Controversy: Using Jail Space for Shelter
Several cities are responding to the increased demand for emergency shelter beds for homeless individuals by using former or unused jails as temporary overflow shelters.
The growing movement to use jail space for shelter is controversial, and local proposals to repurpose these facilities are facing public opposition.
Supporters argue these local decisions are well-intentioned efforts to support unhoused community members without bearing the cost of building something new. Others are concerned this growing trend creates a harmful perceived connection between crime and poverty. Opponents also argue that transforming jail space into mass homeless shelters is not a cost-effective approach to addressing our country’s affordable housing and homelessness crisis. Local debates about using jail space to shelter people experiencing homelessness taking place in Portland, OR, and Las Animas, CO, are discussed below.
Wapato Debate – Portland
A controversial proposal to transform a vacant county jail into a homeless center is under discussion in Multnomah County, Oregon. Wapato Corrections Facility, a minimum-security prison in North Portland, cost $54 million to build but the facility never opened due to unexpected budget cuts. After paying off the bond that funded its construction in 2018, Multnomah County sold the property to private owners for $5 million. Jordan Schnitzer, a Portland developer, bought the facility with plans to convert it into a community center for homeless residents. In October 2019, Mr. Schnitzer announced the property would be torn down due to a lack of funding and support from elected officials and homeless advocacy organizations.
According to a Multnomah County press release from October 2019, resistance to Mr. Schnitzer’s plan to transform the vacant jail facility into a homeless shelter includes concerns with its cost, type of building, and location.
Homeless service providers, community members, business leaders, and people with lived-experience argue Wapato is not an appropriate, sustainable, or cost-effective option for addressing homelessness in the region.
The County confirmed it would prioritize funding longer-term housing programs rather than mass emergency shelters. Funding Wapato would require $18 million per year, and the County argues this money could create 1,000 permanent homes with support services instead.

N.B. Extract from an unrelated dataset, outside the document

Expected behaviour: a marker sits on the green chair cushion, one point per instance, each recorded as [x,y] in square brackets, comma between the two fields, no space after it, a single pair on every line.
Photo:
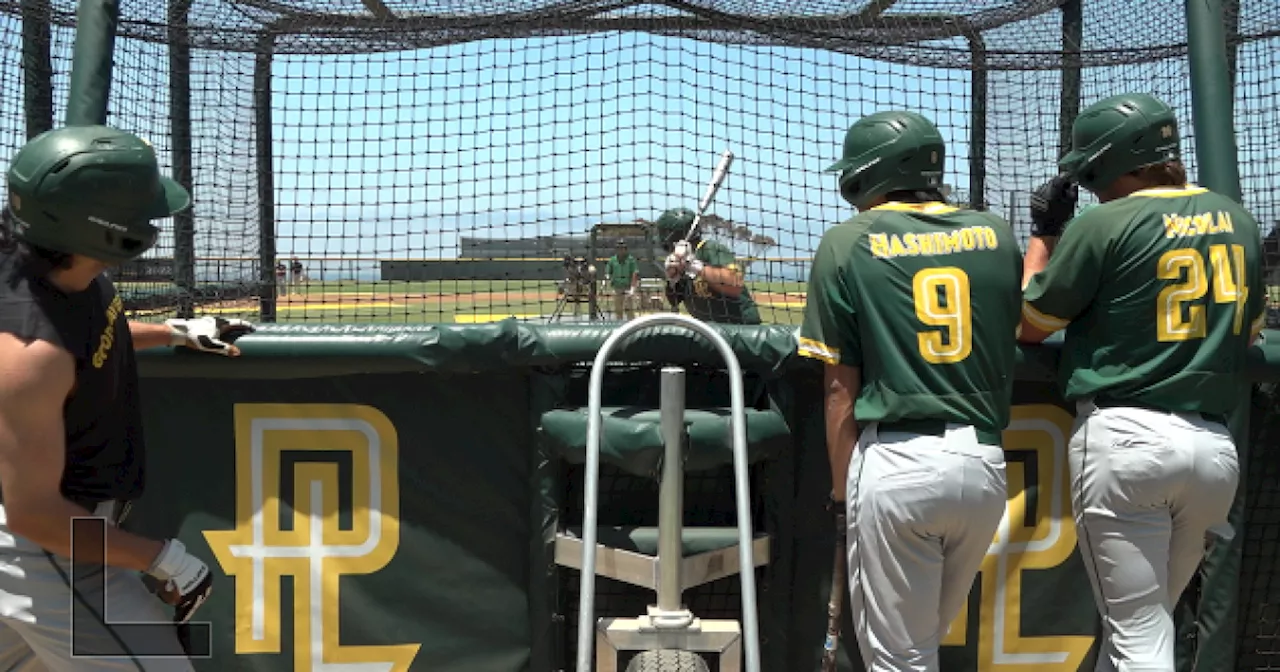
[631,437]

In December 2019, Mr. Schnitzer and leaders of the local nonprofit Helping Hands Reentry Outreach Centers announced a new plan to convert the property into a shelter with comprehensive on-site services. City and state land-use restrictions do not allow mass shelters, short-term housing, or group-living facilities on industrial lands, but some backers of the Wapato conversion believe the city may vote to overturn these regulations. Mr. Schnitzer agreed to commit $1 million to help the conversion become a reality, but the campaign must raise at least $2 million more.
Fort Lyon – Colorado
The Fort Lyon Supportive Residential Community Program, located in a former minimum-security prison in rural southeast Colorado, provides recovery-oriented transitional housing to individuals who are homeless and struggling with substance abuse. The program, operated by the Colorado Coalition for the Homeless (CCH) in partnership with the Colorado Department of Local Affairs and Bent County, provides housing combined with peer support, educational, and job services for up to 250 people currently or formally experiencing homelessness across the state, with a focus on serving veterans.

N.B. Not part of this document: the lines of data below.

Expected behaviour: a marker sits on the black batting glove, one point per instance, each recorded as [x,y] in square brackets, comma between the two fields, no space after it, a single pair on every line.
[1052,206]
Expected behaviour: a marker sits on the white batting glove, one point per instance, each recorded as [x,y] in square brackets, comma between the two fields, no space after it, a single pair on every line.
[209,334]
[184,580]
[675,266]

"The program provides housing combined with peer support, educational, and job services for up to 250 people currently or formally experiencing homelessness across the state, with a focus on serving veterans."

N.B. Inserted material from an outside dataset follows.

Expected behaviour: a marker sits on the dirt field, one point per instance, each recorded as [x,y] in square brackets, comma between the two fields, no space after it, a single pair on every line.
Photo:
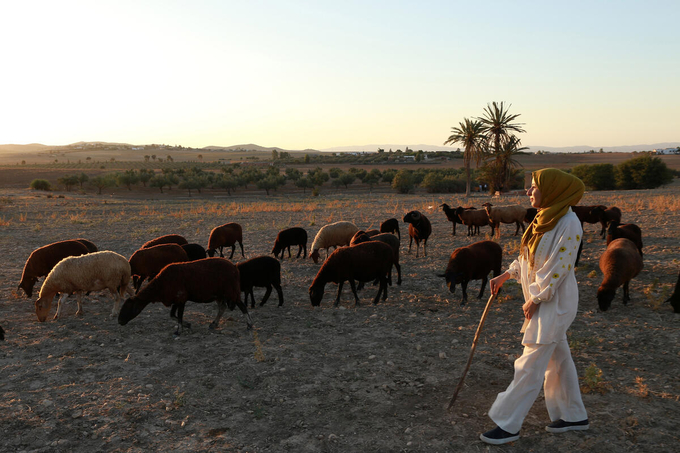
[348,379]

Initially, some state lawmakers expressed skepticism, raising concerns about the program’s effectiveness and financial sustainability. A five-year audit of the program ordered by the General Assembly showed mixed results. The evaluation found three-quarters of Fort Lyon residents did not return to the streets or shelters. Nearly half of Fort Lyon residents moved into permanent housing, and 29% left the program to other transitional housing opportunities. Critics argue the evaluation did not examine the clients who failed the program. Only 38% of the nearly 800 clients who left Fort Lyon from 2013-2017 completed the program, which means exiting to permanent housing and meeting their therapy or sobriety goals.
As for the program’s economic impacts, the 2017 program evaluation found economic activity at the Fort Lyon Program created 119 jobs and more than $10 million of financial activity in Colorado in 2015-2016. Some Bent County residents have raised concerns about the program’s adverse impacts on the community, however, citing perceived problems like increased crime and substance use but never presenting data to support these claims.
Different opinions on how to end homelessness influence how the program evaluation results are interpreted and used in discussions about the Fort Lyon Program’s future. While some state lawmakers and community members have interpreted the audit’s results as proof the program needs improvement, some housing advocates believe the results demonstrate the program’s success in getting people off the streets, into the recovery process, and stabilized in housing. CCH is committed to continuing the program and enhancing the program experience, outcomes, and community relationships to ensure people experiencing homelessness in Colorado have a safe place to go to recover from their substance-use disorders and get on a path to housing stability.